FTC Issues Final Regulation on Consumer Information and Records Disposal
|November 19, 2004|
16 C.F.R. Part 682: Disposal of Consumer Report Information and Records: Final Rule|
Following a public comment period, the Federal Trade Commission has issued its final rule regarding the proper disposal of consumer report information and records under the Fair and Accurate Credit Transactions Act of 2003 (FACTA) and the Fair Credit Reporting Act (FCRA). The final rule, which will be published in the Federal Register shortly, is similar to the proposed rule issued in April 2004 and will become effective on June 1, 2005. The Commission received more than 50 comments from industry trade organizations, businesses, consumer advocacy groups, Members of Congress, and consumers.

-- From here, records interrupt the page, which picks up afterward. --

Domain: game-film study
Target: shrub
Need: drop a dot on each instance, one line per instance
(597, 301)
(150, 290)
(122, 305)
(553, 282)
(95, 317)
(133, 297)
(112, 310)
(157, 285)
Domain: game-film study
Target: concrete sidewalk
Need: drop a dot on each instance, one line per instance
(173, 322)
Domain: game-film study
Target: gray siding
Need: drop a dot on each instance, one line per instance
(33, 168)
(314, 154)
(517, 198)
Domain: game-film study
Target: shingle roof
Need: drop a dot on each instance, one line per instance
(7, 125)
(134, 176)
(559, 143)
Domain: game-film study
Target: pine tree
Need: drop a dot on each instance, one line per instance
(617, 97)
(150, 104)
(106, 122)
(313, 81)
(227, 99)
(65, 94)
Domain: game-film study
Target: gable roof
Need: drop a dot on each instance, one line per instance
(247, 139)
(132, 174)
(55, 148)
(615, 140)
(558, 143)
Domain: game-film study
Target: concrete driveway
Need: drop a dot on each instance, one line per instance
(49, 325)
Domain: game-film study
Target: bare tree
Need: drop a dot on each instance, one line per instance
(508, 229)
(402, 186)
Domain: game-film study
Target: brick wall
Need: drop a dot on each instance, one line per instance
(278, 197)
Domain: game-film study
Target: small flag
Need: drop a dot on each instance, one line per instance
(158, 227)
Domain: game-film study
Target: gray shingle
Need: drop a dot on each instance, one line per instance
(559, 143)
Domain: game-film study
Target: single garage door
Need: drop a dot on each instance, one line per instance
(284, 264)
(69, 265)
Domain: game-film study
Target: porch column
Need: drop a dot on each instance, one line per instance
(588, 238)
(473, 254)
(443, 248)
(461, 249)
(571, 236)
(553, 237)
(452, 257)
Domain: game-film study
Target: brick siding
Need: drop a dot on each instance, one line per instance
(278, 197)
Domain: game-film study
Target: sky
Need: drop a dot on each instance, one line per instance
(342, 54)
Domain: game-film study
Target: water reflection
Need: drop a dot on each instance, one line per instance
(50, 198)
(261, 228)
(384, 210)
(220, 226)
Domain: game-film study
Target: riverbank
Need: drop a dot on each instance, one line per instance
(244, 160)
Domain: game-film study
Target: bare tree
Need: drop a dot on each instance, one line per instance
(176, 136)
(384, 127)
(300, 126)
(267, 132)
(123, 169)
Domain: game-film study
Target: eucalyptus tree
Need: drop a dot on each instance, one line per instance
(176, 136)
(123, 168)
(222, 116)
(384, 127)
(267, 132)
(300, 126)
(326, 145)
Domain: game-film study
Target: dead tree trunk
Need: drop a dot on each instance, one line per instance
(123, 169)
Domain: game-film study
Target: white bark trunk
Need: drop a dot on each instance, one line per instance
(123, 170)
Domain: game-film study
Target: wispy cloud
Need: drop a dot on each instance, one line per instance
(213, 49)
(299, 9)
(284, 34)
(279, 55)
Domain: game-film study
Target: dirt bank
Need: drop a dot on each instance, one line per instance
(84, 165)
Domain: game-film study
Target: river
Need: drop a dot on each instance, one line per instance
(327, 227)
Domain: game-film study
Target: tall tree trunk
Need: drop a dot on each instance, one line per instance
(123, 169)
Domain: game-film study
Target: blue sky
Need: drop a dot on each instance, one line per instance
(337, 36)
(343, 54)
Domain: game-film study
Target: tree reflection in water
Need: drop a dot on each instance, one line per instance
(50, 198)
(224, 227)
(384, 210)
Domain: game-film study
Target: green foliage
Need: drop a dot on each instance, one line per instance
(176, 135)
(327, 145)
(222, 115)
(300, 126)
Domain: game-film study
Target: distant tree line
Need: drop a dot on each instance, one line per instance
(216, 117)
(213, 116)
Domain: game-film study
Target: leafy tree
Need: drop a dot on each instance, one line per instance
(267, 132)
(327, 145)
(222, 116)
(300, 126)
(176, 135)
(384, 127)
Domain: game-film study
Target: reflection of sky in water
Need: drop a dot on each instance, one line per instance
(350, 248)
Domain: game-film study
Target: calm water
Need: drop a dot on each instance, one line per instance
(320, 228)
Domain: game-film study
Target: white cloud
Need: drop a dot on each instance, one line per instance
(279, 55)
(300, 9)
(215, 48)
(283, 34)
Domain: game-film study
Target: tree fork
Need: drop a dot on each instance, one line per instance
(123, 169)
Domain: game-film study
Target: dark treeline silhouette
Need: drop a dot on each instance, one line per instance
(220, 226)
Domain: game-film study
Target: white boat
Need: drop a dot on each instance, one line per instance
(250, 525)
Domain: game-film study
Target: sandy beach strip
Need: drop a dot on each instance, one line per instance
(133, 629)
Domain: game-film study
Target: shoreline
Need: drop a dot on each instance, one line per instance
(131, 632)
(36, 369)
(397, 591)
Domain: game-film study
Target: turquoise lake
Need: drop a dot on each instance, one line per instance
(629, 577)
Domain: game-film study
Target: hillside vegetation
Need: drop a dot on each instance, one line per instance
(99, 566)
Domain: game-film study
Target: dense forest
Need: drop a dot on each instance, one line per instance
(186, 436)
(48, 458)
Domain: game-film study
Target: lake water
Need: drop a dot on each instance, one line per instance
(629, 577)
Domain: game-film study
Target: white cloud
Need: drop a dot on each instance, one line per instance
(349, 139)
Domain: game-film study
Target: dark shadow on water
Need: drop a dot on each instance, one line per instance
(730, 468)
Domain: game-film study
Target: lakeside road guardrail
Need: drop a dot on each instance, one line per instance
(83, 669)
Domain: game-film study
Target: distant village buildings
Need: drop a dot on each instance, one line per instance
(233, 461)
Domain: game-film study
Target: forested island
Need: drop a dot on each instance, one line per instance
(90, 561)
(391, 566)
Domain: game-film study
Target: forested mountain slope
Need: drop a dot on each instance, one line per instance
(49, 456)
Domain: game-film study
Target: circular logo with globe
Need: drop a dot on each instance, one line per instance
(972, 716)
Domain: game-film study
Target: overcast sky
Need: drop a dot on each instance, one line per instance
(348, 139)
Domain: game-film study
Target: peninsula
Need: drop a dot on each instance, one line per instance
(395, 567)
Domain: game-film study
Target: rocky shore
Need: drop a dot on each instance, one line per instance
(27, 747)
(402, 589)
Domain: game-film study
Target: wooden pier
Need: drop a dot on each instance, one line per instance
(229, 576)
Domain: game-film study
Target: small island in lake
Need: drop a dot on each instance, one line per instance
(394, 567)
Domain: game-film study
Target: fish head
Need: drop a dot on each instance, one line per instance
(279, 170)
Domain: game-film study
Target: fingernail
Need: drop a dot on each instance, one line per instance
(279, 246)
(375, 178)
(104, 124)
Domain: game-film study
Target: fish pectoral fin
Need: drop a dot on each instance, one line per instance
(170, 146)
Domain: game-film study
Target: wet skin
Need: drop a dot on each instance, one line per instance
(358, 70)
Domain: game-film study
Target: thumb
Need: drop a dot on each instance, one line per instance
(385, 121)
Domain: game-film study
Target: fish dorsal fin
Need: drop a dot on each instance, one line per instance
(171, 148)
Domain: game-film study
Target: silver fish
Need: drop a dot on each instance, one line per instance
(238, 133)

FACTA, which was enacted on December 4, 2003, amends the FCRA and directs the FTC, the Federal Reserve Board, the Office of the Comptroller of the Currency, the Federal Deposit Insurance Corporation, the Office of Thrift Supervision, the National Credit Union Administration, and the Securities and Exchange Commission to coordinate with one another to adopt comparable and consistent rules regarding the disposal of sensitive consumer report information. The purpose of these rules is to reduce the risk of identity theft and other consumer harm from improper disposal of a consumer report or any record derived from one. The FTC’s Disposal Rule applies to any person over which the FTC has jurisdiction that, for a business purpose, maintains or otherwise possesses such consumer report information.
The Rule requires that covered entities “take reasonable measures to protect against unauthorized access to or use of the information in connection with its disposal.” The standard for disposal is flexible to allow entities covered by the Rule to determine what measures are reasonable based on the sensitivity of the information, the costs and benefits of different disposal methods, and relevant changes in technology over time. The Rule’s flexibility should also facilitate compliance for smaller entities. Additionally, the Rule includes specific examples of appropriate measures that would satisfy its disposal standard.
The final Rule makes minor modifications to the proposed Rule, including clarification of the definitions of “consumer information” and “disposal.”